Said Ibrahim pemilik mobil mengeluhkan kualitas BBM premium di Pekanbaru. Mobilnya belakangan ini sering mati mendadak.
"Mobil lagi jalan tiba-tiba saja mesin bisa mati mendadak, yang tentunya diawali dengan mesin nyendat-nyendat. Setelah berhenti beberapa menit, kita stater hidup lagi. Begitulah belakangan ini," keluh Said pemilik mobil toyota Avanza tahun 2007 itu dalam perbincangan dengan detikfinance, Senin (26/11/2012) di Pekanbaru.
SCROLL TO CONTINUE WITH CONTENT
"Belakangan orang bengkelnya bilang, ini persolan premium semata. Ternyata bukan mobil saya saja yang mengalami demikian," kata Said.
Sementara itu, seorang mekanik mobil di kawasan jalan Nangka, Pekanbaru, Surianto menyebutkan, bahwa pihaknya juga sering menerima keluhan dari pemilik mobil yang kadang berjalan ngadat.

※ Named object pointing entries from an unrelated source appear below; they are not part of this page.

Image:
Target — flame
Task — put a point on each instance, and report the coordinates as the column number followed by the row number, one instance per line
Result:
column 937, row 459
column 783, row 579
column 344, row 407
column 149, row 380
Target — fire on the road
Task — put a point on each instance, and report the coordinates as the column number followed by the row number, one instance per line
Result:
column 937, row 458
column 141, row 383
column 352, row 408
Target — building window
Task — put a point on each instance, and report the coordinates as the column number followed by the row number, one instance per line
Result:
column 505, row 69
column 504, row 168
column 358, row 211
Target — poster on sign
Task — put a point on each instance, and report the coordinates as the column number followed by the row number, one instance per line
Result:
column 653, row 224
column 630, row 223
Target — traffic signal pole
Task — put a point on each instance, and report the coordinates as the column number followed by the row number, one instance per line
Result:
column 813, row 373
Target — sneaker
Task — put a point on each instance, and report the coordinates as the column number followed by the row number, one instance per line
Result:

"Kita sudah sering kedatangan pelanggan yang ngeluh mobilnya suka ngadat sendiri, lantas minta diservice. Padahal belum jadwalnya untuk diservice. Kami selalu bilang, bahwa inti persoalannya itu pada BBM-nya. Pembakaran yang tidak sempurna, mengakibatkan mobil tersendat-sendat. Jadi di service sekalipun percuma saja," kata Surianto.
Masih menurut mekanik ini, rata-rata keluhan ini terjadi bagi mobil yang menggunakan BBM premium. Kualitas premium yang diduga rendah, menjadi faktor utamanya.
"Konsemen yang mengeluhkan kondisi seperti itu umumnya mobil yang menggunakan premium. Namun bagi kendaraan menggunakan pertamax, tidak akan terjadi," kata Anto.
Humas Pertamina Wilayah Riau, Fachrizal, kepada detikfinance mengatakan, bahwa pihaknya selalu menjamin kualitas BBM yang dikirim ke sejumlah SPBU.
"Untuk pengiriman BBM ke SPBU kami selalu menjamin kualitas pengiriman harus lulus uji kualitas sesuai ketentuan SK Dirjen Migas. Yang perlu diperhatikan adalah, kesesuaian spec kendaraan dengan BBM yang digunakan," kata Fachrizal.